Bagi kaum tarekat, inti beragama adalah pengalaman ketuhanan, pendekatan diri kepada Allah dipandang sebagai usaha terpenting dalam hidup. Bagi mereka, zikir merupakan amaliah utama, tak seorang pengikut tarekat boleh meninggalkannya, dan bahkan harus dilakukan secara rutin dan terstruktur. Zikir juga dipandang sebagai sarana memperoleh maqam tinggi yang harus dilakukan secara sistematis, intens, dan terstruktur, baik oleh murid pemula maupun mereka yang sudah lama menjadi pengikut.(Ahmad Amin Aziz, 2020:166).
Semua kita ingin bahagia, bahkan bahagia di dunia dan bahagia di akhirat, tidak ada yang membantah, sampai-sampai definisi bahagia pun tidak perlu didiskusikan karena sudah final. Yang belum final adalah bagaimana cara mencapai kebahagiaan tersebut?
Tentu lewat ibadah sebagai bukti kita menjadi orang terdepan dalam menciptakan kebahagiaan diri, kebahagiaan di hadapan Tuhan, tetapi ini disanggah oleh kaum materialistis, bahagia itu adalah adanya kecukupan dalam menjalani hidup, tersedianya seluruh sarana dan fasilitas.
Tidak ada yang berhenti semua ingin mencari pengaruh, tentang jalan kebahagiaan ini. Pada titik tertentu seseorang yang ingin bahagia kembali pada dirinya sendiri, apakah ia telah mendapatkan lewat perenungan, atau harus berbagi pada orang lain.
Dalam kajian spritual khususnya jalan tarekat, maka pendekatan diri kepada Allah juga dilakukan dengan cara menyucikan, mendidik, dan mengembangkan nafs di bawah bimbingan mursyid.

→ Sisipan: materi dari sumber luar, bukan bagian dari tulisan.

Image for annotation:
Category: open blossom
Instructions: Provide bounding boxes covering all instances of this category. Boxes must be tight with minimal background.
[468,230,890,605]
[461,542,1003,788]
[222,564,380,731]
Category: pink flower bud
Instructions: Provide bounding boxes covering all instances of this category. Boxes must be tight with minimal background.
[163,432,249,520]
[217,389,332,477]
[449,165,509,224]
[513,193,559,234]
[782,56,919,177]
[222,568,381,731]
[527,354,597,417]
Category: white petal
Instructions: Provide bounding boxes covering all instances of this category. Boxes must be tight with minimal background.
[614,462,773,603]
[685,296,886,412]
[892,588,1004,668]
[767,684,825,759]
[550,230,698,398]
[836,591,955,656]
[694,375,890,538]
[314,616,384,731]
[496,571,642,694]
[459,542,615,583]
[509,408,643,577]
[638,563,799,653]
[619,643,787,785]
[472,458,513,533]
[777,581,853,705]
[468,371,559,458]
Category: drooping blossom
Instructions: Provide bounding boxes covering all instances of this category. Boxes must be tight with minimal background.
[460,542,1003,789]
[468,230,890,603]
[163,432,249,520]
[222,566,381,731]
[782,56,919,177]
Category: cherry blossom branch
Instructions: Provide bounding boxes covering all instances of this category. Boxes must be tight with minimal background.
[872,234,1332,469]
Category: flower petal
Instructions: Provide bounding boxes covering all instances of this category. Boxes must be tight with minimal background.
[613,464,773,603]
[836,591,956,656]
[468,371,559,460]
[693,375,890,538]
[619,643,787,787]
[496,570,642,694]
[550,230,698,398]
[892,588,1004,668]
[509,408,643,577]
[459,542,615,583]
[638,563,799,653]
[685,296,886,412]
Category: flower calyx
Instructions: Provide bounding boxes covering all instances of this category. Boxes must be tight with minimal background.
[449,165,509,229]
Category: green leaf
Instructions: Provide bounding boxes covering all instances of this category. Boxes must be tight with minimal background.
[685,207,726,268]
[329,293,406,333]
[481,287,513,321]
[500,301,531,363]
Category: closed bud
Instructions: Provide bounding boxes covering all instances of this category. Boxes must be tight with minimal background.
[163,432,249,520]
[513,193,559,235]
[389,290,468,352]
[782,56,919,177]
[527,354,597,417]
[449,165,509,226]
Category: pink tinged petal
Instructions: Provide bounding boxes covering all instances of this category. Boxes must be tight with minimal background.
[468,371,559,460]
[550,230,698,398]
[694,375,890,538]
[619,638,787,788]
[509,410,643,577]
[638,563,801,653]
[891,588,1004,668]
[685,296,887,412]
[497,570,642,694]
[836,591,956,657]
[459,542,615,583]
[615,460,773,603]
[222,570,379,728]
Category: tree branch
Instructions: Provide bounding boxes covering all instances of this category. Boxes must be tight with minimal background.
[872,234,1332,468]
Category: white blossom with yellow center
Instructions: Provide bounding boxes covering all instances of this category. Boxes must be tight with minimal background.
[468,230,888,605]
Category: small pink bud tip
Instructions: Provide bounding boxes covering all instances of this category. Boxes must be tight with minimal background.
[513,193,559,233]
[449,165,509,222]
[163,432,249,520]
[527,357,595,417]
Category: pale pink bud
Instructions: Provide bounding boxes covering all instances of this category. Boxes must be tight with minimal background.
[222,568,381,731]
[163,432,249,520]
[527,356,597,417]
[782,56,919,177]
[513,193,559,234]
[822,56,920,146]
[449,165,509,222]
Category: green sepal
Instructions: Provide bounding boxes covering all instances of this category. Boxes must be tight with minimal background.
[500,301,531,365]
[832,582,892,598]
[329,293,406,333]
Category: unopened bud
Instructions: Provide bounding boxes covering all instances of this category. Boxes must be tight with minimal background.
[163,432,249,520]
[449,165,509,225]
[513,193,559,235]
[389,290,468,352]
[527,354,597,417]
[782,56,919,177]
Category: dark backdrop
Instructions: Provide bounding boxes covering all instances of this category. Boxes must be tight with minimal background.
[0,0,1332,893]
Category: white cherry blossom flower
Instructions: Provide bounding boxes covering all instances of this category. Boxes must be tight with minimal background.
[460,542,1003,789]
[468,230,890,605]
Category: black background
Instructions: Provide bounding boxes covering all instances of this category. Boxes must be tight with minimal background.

Mursyid itu sendiri mereka pandang sebagai waliyullah, yang mengetahui wilayah batin para muridnya, dan yang selalu terkoneksi secara aktif melalui rabitah dengan para guru dalam silsilah tarekat di atasnya. Menjadi hal yang sangat menonjol hubungan antara tarikat dengan mursyid, bahkan kedudukan mursyid itu sendiri adalah bagian dari maqam tarikat.
Tawaran mencapai kebahagiaan lewat tarikat tidak pernah berhenti bahkan secara laten terus mendapat tempat di kalangan masyarakat. Mereka memandang bahwa tentang ketuhanan dan kedudukan mursyid dapat dikatakan seragam, tidak ada perbedaan pemikiran yang mengemuka secara signifikan.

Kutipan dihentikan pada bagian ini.